Putting it up on chocolatey[0] might be a good idea. Not sure how feasible that is however.

[0] https://chocolatey.org/packages?q=httpie


Should have lead that comment with "I'm on Windows, so".

Of course it's going to be miserable to use any command-line tool on Windows. It's Windows.


I feel wget in PowerShell is useful.

PS> $page = wget http://www.yahoo.com/ PS> $page.Images | sort width | select src, width, height | Export-Csv -Encoding utf8 images.CSV


I'm not sure why you feel like that, I switched back to Windows after ~1 year of using OSX, I wouldn't say its "miserable" there is really nothing I could do in OSX's command line that can't do in windows.


What is your Windows command-line environment? Plain CMD prompt or Cygwin? Or something else?


Powershell is very powerful and for windows it beats cygwin/mingw. Not quite sure how it measure against Linux shells running on Linux, but Microsoft has really made a proper shell for windows, too bad it looks so different.

Obviously if you work in a cross-platform environment, cygwin/mingw is still the only thing that will provide you some sort of consistency in your workflow on Windows machines.


I don't get agree with your parent, but I used cygwin when I was on Windows and it mostly does what you want if you just need basic command line tools.

The major annoyances were packages were limited, compiling anything was generally a disaster and file permissions between linux/windows are a mess. I happily used it everyday though.


I use git bash, with conemu, to be honest I don't do anything crazy but most of the linux commands I need day to day just work.


I feel like you can't have really scratched the surface on what you can do in a real Unix shell. I doubt that Windows has support for things I use all the time (like command substitution <(some command) where the output of a command appears to be a file to a program).
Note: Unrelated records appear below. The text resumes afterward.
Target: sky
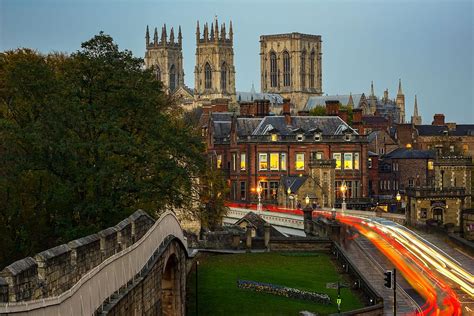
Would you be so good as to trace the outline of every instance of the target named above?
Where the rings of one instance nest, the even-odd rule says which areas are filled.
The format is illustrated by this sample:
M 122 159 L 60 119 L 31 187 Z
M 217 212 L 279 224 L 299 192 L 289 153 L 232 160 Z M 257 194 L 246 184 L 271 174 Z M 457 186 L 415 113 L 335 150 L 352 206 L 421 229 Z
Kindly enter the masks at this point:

I doubt you've used Powershell. Using objects on the cmdline is pretty ballin.


I had the same quibble, was going to write my own but found and now use bat.

https://github.com/astaxie/bat/blob/master/README.md

I don't use Windows but I also dislike python dependencies if I can get away with just needing libc.


I've never needed to do more configuration for python than whatever the installer does. What problem are you having?


I've had enough problems in the past that I try to steer clear at this point. I don't do much with python so it's hard to justify spending much time on it. I think my bigger issue is the lack of being able to do cinst httpie


The key is to stick with Python 2.7. Unfortunately pyhon 3 has significantly damaged the brand. Also installing msysgit will give you git and the msys command line which is a nice easy to install mostly UNIX command line. It is not a beast like cygwin.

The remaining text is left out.